Among these building, there was opened Velké Kino (Great Cinema) on September 6th, 1932. With its capacity of 2,270 seats it was the largest pre-war cinema in Czecholslovakia. 

The functionalist building by architect František Lýdie Gahura (1891-1958) was built in 1932 by the Baťa company,  Thanks to this, a unique welded steel structure was used in the construction, to such an extent for the first time in the territory of the then Czechoslovakia.

Bat'a encouraged his employees to go to the cinema: he often showed films there in their original versions in order to learn foreign languages. The cinema was hit by Allied air raids in 1944.

The cinema has hosted the International Film Festival for Children and Youth every year from 1961 till 2016. (The city wears the name Gottwaldov from 1949 to 1990).

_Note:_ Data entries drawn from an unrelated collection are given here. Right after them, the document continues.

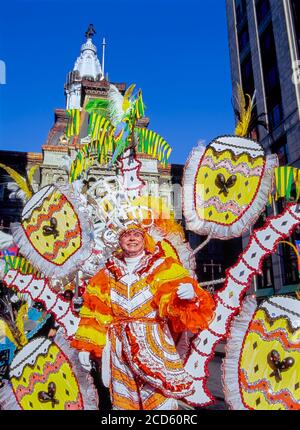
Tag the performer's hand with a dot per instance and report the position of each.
(186, 292)
(84, 358)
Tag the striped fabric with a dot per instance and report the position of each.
(73, 126)
(146, 370)
(152, 144)
(20, 263)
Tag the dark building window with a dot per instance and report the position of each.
(263, 10)
(295, 6)
(275, 116)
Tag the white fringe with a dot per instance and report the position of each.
(230, 365)
(8, 401)
(84, 379)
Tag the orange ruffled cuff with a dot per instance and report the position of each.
(193, 315)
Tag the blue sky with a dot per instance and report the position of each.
(175, 51)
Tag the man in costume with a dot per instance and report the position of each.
(130, 309)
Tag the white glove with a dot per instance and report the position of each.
(84, 358)
(186, 292)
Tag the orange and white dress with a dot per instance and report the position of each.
(131, 305)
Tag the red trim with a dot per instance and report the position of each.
(248, 205)
(37, 299)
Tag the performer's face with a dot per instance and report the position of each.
(132, 243)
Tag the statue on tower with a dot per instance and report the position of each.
(90, 31)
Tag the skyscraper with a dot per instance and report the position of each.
(264, 45)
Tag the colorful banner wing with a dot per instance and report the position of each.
(73, 126)
(152, 144)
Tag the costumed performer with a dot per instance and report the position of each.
(129, 310)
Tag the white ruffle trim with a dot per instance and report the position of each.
(76, 260)
(205, 228)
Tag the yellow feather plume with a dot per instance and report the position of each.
(128, 93)
(245, 112)
(5, 331)
(19, 180)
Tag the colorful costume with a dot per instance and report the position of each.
(131, 309)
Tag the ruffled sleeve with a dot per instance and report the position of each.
(95, 315)
(193, 315)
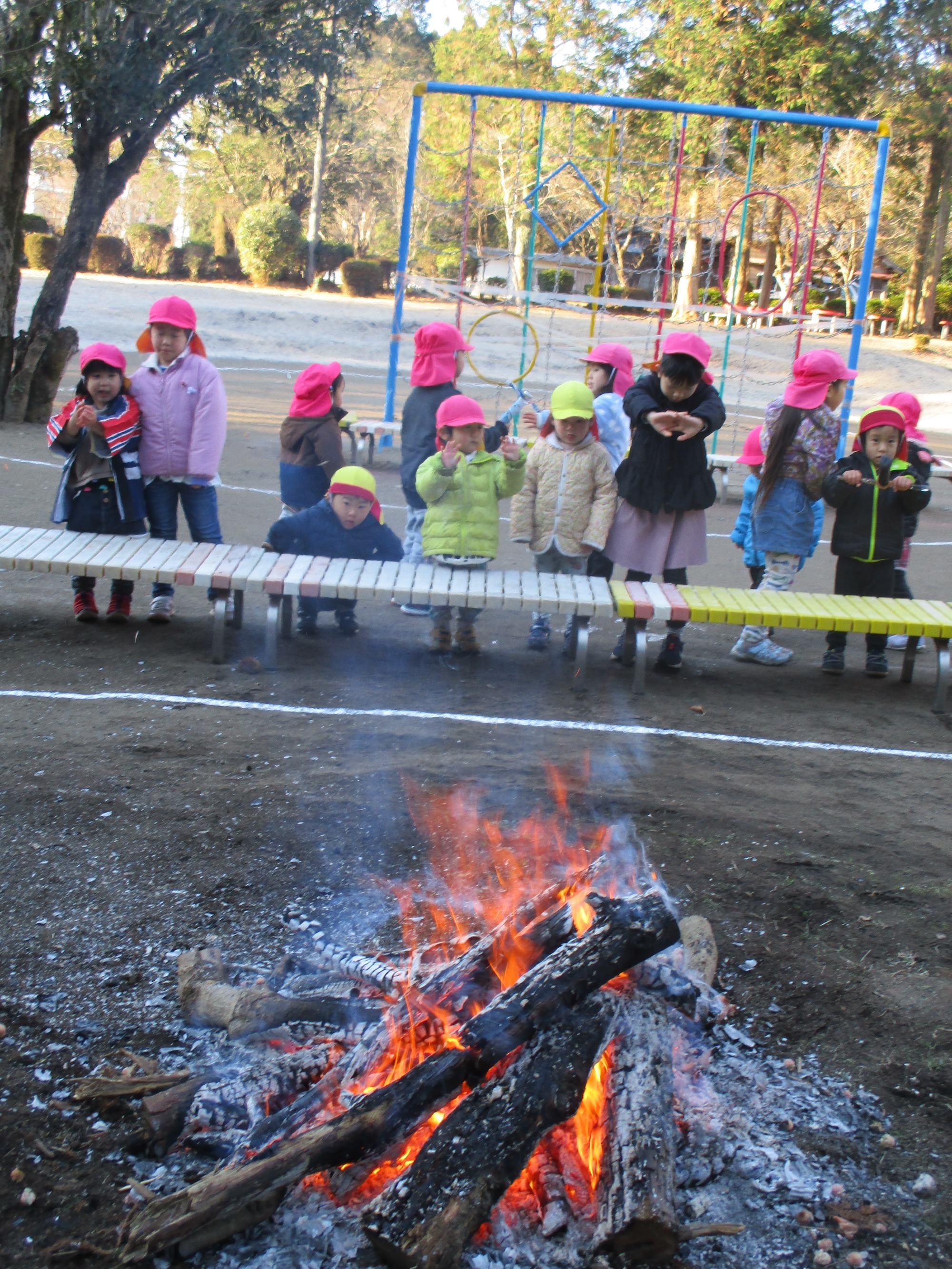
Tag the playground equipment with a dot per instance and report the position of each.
(600, 177)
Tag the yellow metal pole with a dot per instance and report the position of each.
(600, 260)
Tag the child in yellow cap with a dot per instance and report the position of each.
(347, 525)
(566, 506)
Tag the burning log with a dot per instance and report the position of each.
(636, 1180)
(427, 1216)
(624, 933)
(208, 999)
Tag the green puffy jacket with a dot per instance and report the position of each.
(463, 506)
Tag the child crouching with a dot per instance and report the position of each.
(347, 525)
(566, 506)
(461, 485)
(101, 489)
(873, 490)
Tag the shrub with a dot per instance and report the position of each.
(41, 250)
(196, 257)
(148, 244)
(268, 239)
(361, 277)
(107, 256)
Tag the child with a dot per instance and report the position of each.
(799, 437)
(921, 461)
(185, 420)
(346, 525)
(311, 451)
(566, 506)
(461, 486)
(752, 456)
(873, 490)
(664, 484)
(101, 489)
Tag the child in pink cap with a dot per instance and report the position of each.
(461, 486)
(185, 422)
(664, 485)
(101, 488)
(799, 438)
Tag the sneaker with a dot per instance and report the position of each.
(899, 643)
(764, 653)
(878, 665)
(84, 606)
(834, 660)
(669, 656)
(119, 610)
(160, 611)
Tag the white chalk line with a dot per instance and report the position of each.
(479, 720)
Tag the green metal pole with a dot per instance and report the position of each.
(735, 271)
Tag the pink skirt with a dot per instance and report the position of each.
(652, 544)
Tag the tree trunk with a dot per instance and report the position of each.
(320, 151)
(923, 237)
(429, 1214)
(926, 314)
(691, 260)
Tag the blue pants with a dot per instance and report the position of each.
(201, 507)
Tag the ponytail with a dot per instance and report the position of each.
(781, 439)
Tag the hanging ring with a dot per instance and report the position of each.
(526, 324)
(781, 302)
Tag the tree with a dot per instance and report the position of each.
(129, 71)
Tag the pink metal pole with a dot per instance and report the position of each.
(812, 248)
(466, 215)
(669, 260)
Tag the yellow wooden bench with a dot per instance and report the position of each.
(786, 610)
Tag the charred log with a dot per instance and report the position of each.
(427, 1216)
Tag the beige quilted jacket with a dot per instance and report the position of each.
(568, 499)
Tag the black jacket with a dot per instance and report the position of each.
(663, 473)
(869, 523)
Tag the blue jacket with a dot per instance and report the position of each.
(743, 534)
(318, 531)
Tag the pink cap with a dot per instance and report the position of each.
(813, 375)
(752, 455)
(912, 412)
(619, 357)
(313, 397)
(460, 412)
(435, 358)
(107, 353)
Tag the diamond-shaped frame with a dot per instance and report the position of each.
(602, 206)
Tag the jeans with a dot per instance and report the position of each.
(780, 570)
(676, 576)
(94, 509)
(875, 579)
(201, 507)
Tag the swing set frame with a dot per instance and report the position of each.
(827, 122)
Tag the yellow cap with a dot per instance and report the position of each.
(573, 400)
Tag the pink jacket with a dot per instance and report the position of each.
(185, 418)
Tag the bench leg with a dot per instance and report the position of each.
(581, 646)
(271, 634)
(942, 677)
(219, 630)
(909, 659)
(640, 658)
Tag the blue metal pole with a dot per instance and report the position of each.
(873, 225)
(646, 103)
(404, 252)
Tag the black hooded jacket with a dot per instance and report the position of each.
(664, 474)
(869, 523)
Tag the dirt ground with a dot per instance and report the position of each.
(132, 829)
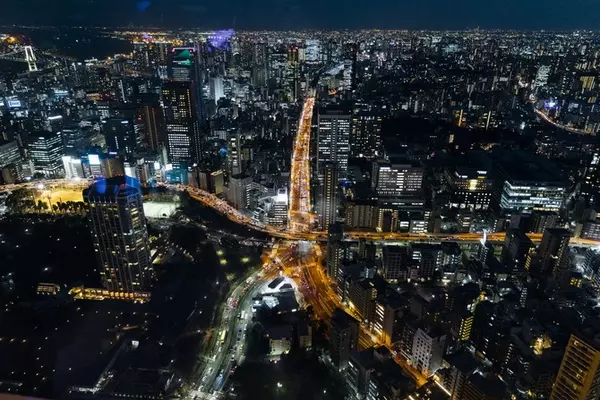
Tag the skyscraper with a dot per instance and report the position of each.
(579, 374)
(591, 179)
(335, 250)
(516, 248)
(46, 151)
(343, 338)
(333, 141)
(216, 88)
(119, 234)
(181, 122)
(151, 118)
(328, 197)
(365, 139)
(120, 135)
(397, 178)
(183, 64)
(553, 248)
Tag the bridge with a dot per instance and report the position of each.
(299, 211)
(35, 59)
(234, 215)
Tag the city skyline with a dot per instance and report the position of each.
(294, 14)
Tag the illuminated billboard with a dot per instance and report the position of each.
(94, 159)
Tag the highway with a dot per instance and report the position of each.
(545, 117)
(224, 208)
(299, 216)
(226, 347)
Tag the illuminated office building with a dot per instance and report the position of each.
(328, 197)
(579, 374)
(119, 234)
(120, 135)
(365, 139)
(528, 183)
(591, 179)
(46, 151)
(470, 188)
(216, 88)
(181, 123)
(333, 141)
(9, 153)
(397, 178)
(532, 196)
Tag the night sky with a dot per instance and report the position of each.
(307, 14)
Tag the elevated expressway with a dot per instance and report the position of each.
(298, 230)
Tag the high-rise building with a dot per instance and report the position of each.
(9, 153)
(541, 77)
(397, 178)
(183, 64)
(516, 248)
(554, 248)
(46, 151)
(471, 188)
(120, 135)
(365, 140)
(73, 140)
(216, 88)
(579, 374)
(428, 348)
(181, 123)
(141, 56)
(234, 154)
(328, 196)
(151, 117)
(333, 141)
(158, 55)
(237, 193)
(591, 179)
(119, 234)
(343, 338)
(335, 250)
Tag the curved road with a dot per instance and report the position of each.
(221, 206)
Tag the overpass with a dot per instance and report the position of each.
(225, 209)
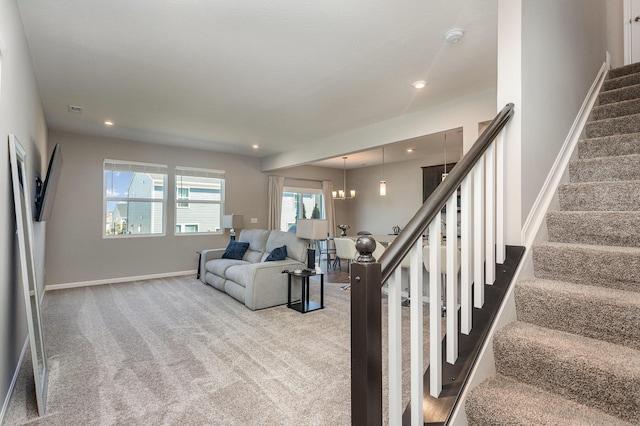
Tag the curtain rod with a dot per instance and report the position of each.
(308, 180)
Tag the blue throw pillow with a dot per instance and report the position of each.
(235, 250)
(279, 253)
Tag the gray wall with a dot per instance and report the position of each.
(371, 212)
(549, 54)
(565, 44)
(76, 250)
(21, 114)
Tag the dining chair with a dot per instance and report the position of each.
(346, 250)
(443, 269)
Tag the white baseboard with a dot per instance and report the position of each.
(14, 380)
(118, 280)
(543, 201)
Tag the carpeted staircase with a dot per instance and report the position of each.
(573, 355)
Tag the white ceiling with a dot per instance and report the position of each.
(226, 74)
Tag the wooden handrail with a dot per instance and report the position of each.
(392, 257)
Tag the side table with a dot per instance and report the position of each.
(305, 305)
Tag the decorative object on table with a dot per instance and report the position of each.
(343, 230)
(312, 230)
(342, 193)
(233, 222)
(305, 304)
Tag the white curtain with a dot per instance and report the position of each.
(276, 185)
(327, 189)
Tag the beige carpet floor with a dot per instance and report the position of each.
(175, 351)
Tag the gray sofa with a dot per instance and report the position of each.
(252, 280)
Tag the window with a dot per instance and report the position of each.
(134, 198)
(183, 193)
(199, 199)
(300, 203)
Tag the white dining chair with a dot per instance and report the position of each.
(443, 269)
(346, 250)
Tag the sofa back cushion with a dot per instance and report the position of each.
(257, 239)
(296, 247)
(235, 250)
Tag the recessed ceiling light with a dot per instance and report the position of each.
(420, 84)
(454, 35)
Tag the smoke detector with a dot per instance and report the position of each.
(454, 35)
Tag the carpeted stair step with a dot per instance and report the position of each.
(613, 126)
(600, 196)
(594, 227)
(622, 81)
(502, 400)
(598, 374)
(609, 146)
(604, 266)
(618, 95)
(617, 109)
(590, 311)
(624, 70)
(623, 167)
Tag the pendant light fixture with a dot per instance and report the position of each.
(445, 174)
(342, 193)
(383, 183)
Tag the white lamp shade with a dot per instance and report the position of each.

The building has been protected as a cultural monument since 2001. It has to  been closed since 2016 due to its bad statics.

Read here more about cinemas and their history in Zlín.

I found there an interesting fact about the shown picture: Above the cinema's entrance you can read the word SABRA. This wasn't the name of the cinema. The author of the website suspects a symbol of resistance of the cinema against the German occupiers in the choice of this word to designate the cinema.

In 1933 there was a Polish film called Sabra about young Polish Jews went to Palestine. But of corse this movie wasn't shown in Zlín during the German occupation. Sabra (or Tzabra) is a Hebrew word for any Jew born in Palestine / Israel. 

The postcard was published during the German occupation 1939-1945. There is written on the backyard "5181. Freigegeben durch RLM (Reichsluftfahrtministerium)" - Released by the Reich Air Ministry. But the description is in Czech "ZLÍN - Společenský dům a kino Bata" (not kino Sabra!).